Aber wie er es gewünscht hatte, schwieg sie - was ihr gar nicht leicht fiel, als Henry absichtlich-unabsichtlich ihre Hand streifte. Was bildete er sich bloß ein? Erinnerte er sich nicht mehr an die vergangenen Wochen?

„Sorry", flüsterte er in dem Moment leise.

Okay, anscheinend war es doch keine Absicht gewesen. Sie wurde noch paranoid!

In diesem Moment klingelte es unten an der Haustür, ein Geräusch, das sie vermutlich gar nicht mitbekommen hätten, hätten sie geredet.

Erschrocken schaute Kate Henry an. Irgendwie war er doch der erste, an den sie sich wandte, wenn sie Angst hatte - selbst jetzt noch. Als sie seinem Blick begegnete, wusste sie instinktiv, was er tun würde. „Henry..."

„Kate, hör mir zu."

Wie oft er das heute schon gesagt hatte... Und wann würde er ihr mal wieder zuhören?

Er nahm ihr Gesicht in beide Hände und blickte sie ernst an. „Lary und ihre Leute würden nicht klingeln.
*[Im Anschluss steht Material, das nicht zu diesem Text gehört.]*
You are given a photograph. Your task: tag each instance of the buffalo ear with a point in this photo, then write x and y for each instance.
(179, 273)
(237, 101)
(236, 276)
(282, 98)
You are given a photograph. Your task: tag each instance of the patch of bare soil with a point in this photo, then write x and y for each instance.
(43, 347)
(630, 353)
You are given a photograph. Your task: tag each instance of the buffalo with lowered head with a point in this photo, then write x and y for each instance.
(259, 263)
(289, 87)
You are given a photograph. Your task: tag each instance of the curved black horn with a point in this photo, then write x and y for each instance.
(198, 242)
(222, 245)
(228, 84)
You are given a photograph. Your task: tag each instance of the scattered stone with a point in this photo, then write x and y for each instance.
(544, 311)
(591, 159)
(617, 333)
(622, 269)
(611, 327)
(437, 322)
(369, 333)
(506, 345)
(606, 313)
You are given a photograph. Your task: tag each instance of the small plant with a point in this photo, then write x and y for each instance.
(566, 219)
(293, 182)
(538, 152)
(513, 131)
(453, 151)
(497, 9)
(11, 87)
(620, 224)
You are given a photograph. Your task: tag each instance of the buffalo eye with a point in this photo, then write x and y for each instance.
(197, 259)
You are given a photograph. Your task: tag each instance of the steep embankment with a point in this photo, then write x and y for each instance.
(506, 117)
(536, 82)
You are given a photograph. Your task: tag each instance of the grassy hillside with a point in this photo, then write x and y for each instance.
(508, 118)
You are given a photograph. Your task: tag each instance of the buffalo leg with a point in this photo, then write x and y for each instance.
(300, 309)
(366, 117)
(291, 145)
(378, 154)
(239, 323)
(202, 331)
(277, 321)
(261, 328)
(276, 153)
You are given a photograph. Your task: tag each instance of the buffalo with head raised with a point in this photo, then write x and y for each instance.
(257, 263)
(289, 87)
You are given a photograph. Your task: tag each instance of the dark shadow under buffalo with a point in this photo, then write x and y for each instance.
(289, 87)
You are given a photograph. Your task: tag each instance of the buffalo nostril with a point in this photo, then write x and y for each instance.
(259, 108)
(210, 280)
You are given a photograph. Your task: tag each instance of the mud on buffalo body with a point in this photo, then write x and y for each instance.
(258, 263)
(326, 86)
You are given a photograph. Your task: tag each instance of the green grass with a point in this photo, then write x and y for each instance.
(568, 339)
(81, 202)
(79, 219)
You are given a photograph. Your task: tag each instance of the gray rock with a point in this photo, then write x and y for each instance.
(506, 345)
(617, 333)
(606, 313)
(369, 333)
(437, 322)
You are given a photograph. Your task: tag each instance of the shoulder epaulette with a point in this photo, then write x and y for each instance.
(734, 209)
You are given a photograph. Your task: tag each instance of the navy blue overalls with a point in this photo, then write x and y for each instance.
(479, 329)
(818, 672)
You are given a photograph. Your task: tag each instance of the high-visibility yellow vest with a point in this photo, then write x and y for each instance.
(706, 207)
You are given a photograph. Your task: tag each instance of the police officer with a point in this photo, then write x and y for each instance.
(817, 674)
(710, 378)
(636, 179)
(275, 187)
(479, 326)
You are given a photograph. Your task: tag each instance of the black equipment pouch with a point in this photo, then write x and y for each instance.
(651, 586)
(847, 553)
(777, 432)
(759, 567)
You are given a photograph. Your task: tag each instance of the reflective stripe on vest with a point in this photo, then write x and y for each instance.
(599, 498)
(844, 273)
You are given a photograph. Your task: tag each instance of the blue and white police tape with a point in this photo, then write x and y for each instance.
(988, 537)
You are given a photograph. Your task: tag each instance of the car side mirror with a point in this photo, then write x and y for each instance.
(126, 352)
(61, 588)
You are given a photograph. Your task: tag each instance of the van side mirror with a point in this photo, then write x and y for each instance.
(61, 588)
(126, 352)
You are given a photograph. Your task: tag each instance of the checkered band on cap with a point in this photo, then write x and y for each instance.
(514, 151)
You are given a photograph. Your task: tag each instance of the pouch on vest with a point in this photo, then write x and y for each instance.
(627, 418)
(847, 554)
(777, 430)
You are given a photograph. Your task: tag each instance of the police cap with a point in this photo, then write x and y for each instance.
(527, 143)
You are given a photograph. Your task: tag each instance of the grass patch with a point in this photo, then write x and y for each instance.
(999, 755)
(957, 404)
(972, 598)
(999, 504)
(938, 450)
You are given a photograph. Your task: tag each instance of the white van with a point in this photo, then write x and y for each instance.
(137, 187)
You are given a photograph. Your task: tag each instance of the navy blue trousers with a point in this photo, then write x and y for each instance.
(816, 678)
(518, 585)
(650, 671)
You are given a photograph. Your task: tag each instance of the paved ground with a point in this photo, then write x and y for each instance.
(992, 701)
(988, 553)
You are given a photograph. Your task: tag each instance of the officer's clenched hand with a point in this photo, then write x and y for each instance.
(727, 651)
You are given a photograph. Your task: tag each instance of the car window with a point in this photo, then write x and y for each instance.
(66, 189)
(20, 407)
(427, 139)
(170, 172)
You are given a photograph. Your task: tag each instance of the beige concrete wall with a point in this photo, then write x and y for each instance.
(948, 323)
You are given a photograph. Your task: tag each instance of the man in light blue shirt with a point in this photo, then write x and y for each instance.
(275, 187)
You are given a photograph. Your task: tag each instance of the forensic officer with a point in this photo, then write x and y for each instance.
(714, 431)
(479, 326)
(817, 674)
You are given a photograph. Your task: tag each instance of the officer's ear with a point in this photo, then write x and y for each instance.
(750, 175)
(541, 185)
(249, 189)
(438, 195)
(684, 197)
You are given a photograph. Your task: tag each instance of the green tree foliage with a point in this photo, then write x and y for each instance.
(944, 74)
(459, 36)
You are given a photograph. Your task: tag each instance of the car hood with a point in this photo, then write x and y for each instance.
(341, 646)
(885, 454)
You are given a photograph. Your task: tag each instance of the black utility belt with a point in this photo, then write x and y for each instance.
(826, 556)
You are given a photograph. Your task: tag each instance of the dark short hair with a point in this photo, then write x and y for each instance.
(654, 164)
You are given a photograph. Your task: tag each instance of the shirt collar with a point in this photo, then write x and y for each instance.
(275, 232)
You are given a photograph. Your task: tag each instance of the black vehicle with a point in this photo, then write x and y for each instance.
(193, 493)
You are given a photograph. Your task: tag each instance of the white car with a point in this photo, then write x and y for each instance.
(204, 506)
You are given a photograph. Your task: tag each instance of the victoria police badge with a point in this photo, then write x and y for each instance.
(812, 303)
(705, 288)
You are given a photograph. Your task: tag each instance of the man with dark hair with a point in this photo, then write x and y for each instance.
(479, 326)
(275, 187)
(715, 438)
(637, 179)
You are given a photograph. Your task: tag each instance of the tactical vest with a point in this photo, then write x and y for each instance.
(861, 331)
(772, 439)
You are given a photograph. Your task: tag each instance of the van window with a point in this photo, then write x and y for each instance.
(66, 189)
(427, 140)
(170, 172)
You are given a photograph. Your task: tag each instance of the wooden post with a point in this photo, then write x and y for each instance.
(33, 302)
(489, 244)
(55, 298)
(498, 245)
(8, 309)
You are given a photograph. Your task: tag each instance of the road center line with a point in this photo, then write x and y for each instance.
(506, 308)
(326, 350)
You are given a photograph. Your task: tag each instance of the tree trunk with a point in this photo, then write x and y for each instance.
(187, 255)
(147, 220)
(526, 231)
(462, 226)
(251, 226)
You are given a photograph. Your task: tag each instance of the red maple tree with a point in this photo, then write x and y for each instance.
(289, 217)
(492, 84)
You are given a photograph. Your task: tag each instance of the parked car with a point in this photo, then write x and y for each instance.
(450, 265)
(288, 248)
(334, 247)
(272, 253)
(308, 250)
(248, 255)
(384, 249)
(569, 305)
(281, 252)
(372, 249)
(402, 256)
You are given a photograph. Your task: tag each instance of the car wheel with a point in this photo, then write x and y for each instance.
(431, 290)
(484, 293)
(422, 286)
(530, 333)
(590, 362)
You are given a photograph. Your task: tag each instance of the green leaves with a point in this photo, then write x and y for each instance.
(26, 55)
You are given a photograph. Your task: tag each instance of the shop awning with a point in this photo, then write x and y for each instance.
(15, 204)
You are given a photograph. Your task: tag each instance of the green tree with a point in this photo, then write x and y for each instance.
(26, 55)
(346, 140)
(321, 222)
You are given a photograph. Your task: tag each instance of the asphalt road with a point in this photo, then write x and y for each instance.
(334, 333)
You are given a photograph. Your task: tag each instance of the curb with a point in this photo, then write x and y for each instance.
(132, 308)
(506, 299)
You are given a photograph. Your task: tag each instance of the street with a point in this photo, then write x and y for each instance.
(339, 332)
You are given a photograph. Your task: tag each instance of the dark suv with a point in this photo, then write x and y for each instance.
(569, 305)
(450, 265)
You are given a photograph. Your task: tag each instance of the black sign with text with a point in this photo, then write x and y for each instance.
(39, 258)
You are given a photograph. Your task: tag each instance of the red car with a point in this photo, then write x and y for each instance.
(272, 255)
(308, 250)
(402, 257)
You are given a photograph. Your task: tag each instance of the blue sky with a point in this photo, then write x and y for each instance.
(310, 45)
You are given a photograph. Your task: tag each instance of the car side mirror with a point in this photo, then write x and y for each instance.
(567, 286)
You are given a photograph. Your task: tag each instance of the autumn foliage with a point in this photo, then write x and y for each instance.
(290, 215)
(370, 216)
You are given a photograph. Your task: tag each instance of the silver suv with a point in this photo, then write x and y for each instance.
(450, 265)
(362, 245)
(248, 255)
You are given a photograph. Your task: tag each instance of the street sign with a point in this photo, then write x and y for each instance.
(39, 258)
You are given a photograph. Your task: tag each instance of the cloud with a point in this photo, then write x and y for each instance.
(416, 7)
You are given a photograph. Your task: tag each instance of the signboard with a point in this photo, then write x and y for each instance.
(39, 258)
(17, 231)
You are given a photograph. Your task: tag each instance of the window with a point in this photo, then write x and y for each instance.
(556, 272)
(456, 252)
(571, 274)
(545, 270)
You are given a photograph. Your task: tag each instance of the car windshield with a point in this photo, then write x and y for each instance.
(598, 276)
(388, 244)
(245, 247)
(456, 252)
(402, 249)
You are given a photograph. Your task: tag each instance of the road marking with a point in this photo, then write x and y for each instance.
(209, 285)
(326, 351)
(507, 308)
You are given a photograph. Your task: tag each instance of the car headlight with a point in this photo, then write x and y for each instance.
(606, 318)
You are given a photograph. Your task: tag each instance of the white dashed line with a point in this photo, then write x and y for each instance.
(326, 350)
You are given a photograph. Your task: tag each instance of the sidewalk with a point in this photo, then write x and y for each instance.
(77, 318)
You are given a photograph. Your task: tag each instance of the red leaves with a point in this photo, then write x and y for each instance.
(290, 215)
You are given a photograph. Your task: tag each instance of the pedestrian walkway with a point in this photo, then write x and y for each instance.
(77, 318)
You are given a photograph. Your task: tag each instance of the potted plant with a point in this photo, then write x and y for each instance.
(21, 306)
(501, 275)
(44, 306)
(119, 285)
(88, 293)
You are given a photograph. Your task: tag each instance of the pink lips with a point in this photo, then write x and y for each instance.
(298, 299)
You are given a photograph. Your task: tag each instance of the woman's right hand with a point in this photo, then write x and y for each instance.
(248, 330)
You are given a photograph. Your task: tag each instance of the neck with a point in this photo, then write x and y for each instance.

Das werden Mark und Josh sein."

Kate biss sich auf die Lippe. „Dann komme ich mit."

„Nein, tust du nicht! Ich will nicht, dass dir etwas passiert!"

„Aber..." Kate runzelte die Stirn. Wenn er doch sagte, dass Mark und Josh unten waren...?

„Egal, was passiert, du bleibst hier, Kate. Versprich mir das."

Kate konnte in seinen Augen die Sorge um sich erkennen. Sie verstand nicht, wieso genau er sie hierließ, wenn er sich doch sicher war, dass es nicht Larys Leute waren, aber ein winzig kleiner Teil von ihr vertraute ihm noch immer blind.
Der große Rest wollte ihr ungeborenes Kind schützen.

„In Ordnung. Ich verspreche es."

„Danke." Henry atmete erleichtert auf.

Kate hatte kein gutes Gefühl dabei, als er die Schranktüren nach außen aufstieß. „Es wird alles gut, Kate, keine Angst. Ich würde niemals zulassen, dass sie dir etwas tun!"

Henry gab ihr einen Kuss auf die Stirn.

Es war nur eine winzige Geste, doch sie trieb ihr die Tränen in die Augen, weil sie merkte, dass sie am liebsten zurückgewichen wäre. Sie konnte seine Berührungen nicht aushalten. Zu sehr hatte ihr Herz die letzten Monate gelitten.